"Tut, tut! Don't waste time, Mr. Mallows. Who? Why, yourself, of course. I knew all about it before I left you last night, though it wasn't quite convenient to claim the reward then, for reasons you'll understand presently. Come, that little hundred!"
"But what—what proof have you? I'm not to be bounced like this, you know." Mr. Mallows was gathering his faculties again.
"Proof? Why, man alive, be reasonable! Suppose I have none—none at all? What difference does that make? Am I to walk out and tell your fellow directors where I have met you—here—or am I to have that hundred? More, am I to publish abroad that Mr. Paul Mallows is the moving spirit in the rotten 'Avalanche Bicycle Company'?"
"Well," Mallows answered reluctantly, "if you put it like that——"
"But I only put it like that to make you see things reasonably. As a matter of fact your connection with this new company is enough to bring your little performance with the iron chair pretty near proof. But I got at it from the other side. See here—you're much too clumsy with your fingers, Mr. Mallows. First you go and tear the tip of your middle finger opening your brougham door, and have to get court plaster from me. Then you let that court plaster get frayed at the edge, and you still keep it on. After that you execute your very successful chair operation. When the eyes of the others are following the bicycles you take the chair in the hand with the plaster on it, catching hold of it at the place where a rough, loose, square nut protrudes, and you pitch it on to the track so clumsily and nervously that the nut carries away the frayed thread of the court plaster with it. Here it is, you see, still in my pocket-book, where I put it last night by the light of the lantern; just a sticky black silk thread, that's all. I've only brought it to show you I'm playing a fair game with you. Of course I might easily have got a witness before I took the thread off the nut, if I had thought you were likely to fight the matter. But I knew you were not. You can't fight, you know, with this bogus company business known to me. So that I am only showing you this thread as an act of grace, to prove that I have stumped you with perfect fairness. And now the hundred. Here's a fountain pen, if you want one."
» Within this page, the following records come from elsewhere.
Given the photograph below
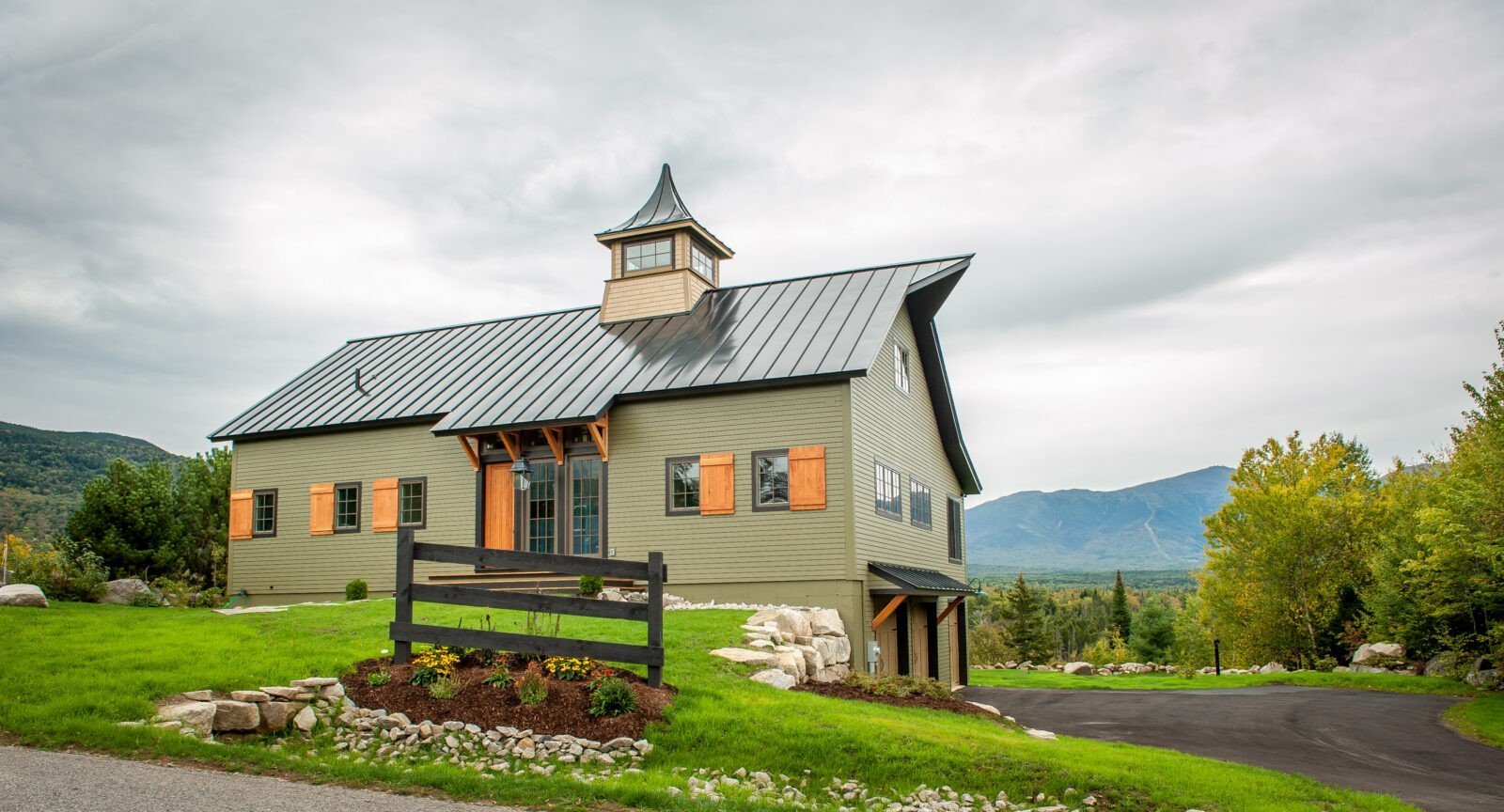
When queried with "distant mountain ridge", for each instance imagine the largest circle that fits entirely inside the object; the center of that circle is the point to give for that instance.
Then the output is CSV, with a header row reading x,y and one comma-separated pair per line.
x,y
1148,526
42,474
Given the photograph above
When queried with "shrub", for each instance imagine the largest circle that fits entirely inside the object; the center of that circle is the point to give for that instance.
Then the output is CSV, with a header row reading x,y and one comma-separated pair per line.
x,y
533,689
611,696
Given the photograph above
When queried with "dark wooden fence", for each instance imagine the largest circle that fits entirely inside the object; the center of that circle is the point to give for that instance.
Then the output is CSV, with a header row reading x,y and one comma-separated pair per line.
x,y
405,632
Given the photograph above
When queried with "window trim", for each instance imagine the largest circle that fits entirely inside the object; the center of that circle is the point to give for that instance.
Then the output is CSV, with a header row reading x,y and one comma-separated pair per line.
x,y
877,500
668,486
757,492
357,486
275,511
414,480
653,270
930,504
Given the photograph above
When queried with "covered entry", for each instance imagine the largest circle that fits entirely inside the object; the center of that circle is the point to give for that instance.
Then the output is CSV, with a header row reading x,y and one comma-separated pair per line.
x,y
914,616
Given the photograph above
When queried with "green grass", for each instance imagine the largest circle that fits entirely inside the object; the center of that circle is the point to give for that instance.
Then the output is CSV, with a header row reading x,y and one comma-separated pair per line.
x,y
1481,719
1395,683
74,671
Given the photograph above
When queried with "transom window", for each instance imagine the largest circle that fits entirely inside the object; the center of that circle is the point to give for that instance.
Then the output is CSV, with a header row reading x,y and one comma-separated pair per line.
x,y
263,513
413,501
889,491
917,504
649,255
348,508
771,480
701,260
683,485
901,368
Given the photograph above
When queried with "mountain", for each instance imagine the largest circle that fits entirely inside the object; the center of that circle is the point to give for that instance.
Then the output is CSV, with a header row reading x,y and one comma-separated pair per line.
x,y
42,474
1150,526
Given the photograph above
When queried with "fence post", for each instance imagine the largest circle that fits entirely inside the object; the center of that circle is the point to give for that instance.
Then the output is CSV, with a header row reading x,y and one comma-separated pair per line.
x,y
402,650
656,614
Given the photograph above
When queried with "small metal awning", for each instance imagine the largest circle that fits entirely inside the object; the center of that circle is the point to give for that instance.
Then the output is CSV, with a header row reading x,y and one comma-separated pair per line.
x,y
916,581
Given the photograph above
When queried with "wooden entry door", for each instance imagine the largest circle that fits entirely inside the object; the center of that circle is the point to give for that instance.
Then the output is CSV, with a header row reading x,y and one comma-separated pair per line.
x,y
501,500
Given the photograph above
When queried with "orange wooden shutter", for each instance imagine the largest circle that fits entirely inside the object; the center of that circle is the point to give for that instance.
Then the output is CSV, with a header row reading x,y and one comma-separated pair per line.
x,y
807,477
241,513
321,508
384,506
718,485
500,500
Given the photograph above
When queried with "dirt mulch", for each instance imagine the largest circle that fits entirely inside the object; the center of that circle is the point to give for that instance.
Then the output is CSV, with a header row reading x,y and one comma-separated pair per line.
x,y
564,711
842,691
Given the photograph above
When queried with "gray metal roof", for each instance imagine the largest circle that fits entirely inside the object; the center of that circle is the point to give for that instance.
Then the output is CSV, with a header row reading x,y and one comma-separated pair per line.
x,y
916,579
564,366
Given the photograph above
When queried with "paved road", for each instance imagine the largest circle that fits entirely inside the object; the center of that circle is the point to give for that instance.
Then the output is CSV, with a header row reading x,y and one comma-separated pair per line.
x,y
1363,739
39,781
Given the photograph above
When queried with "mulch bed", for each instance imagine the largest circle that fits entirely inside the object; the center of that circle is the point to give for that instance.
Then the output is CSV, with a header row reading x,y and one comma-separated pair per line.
x,y
842,691
564,711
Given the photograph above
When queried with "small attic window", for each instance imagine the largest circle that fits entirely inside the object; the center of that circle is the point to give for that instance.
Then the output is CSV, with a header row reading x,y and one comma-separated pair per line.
x,y
644,256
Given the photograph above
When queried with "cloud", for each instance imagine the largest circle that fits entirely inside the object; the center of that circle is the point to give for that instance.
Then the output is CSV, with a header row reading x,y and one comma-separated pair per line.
x,y
1195,227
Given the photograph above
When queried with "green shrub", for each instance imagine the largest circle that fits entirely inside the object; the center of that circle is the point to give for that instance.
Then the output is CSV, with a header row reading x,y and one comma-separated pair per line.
x,y
611,696
533,689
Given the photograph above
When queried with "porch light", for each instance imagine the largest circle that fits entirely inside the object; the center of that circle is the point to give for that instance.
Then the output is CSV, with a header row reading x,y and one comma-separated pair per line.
x,y
521,474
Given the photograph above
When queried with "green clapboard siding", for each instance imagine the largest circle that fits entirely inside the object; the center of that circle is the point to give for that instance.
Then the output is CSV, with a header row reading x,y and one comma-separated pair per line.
x,y
297,563
748,546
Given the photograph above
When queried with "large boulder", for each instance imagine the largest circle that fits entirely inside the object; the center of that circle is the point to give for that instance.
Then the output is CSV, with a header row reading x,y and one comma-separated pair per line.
x,y
23,594
124,590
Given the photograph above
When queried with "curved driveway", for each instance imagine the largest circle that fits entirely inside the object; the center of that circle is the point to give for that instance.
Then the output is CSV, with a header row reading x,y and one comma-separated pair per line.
x,y
1368,741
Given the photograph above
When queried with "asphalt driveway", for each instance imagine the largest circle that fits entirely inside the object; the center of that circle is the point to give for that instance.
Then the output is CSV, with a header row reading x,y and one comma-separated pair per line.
x,y
1361,739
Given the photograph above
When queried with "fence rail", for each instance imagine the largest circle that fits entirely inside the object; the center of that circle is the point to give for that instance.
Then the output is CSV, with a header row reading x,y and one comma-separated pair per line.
x,y
405,632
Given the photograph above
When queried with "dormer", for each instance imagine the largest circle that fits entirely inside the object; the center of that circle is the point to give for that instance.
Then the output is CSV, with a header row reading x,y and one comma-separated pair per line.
x,y
662,260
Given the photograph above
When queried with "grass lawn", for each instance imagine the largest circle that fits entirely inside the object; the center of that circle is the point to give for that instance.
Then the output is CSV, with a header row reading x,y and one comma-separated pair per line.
x,y
71,673
1396,683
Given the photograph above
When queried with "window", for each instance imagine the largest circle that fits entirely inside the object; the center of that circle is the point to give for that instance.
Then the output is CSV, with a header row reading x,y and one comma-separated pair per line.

"Well," said Mallows glumly, "I suppose I must, then." He took the pen and wrote the cheque. Dorrington blotted it on the pad of his pocket-book and folded it away.
"So much for that!" he said. "That's just a little preliminary, you understand. We've done these little things just as a guarantee of good faith—not necessarily for publication, though you must remember that as yet there's nothing to prevent it. I've done you a turn by finding out who upset those bicycles, as you so ardently wished me to do last night, and you've loyally fulfilled your part of the contract by paying the promised reward—though I must say that you haven't paid with all the delight and pleasure you spoke of at the time. But I'll forgive you that, and now that the little hors d'œuvre is disposed of, we'll proceed to serious business."
Mallows looked uncomfortably glum.
"But you mustn't look so ashamed of yourself, you know," Dorrington said, purposely misinterpreting his glumness. "It's all business. You were disposed for a little side flutter, so to speak—a little speculation outside your regular business. Well, you mustn't be ashamed of that."
"No," Mallows observed, assuming something of his ordinarily ponderous manner; "no, of course not. It's a little speculative deal. Everybody does it, and there's a deal of money going."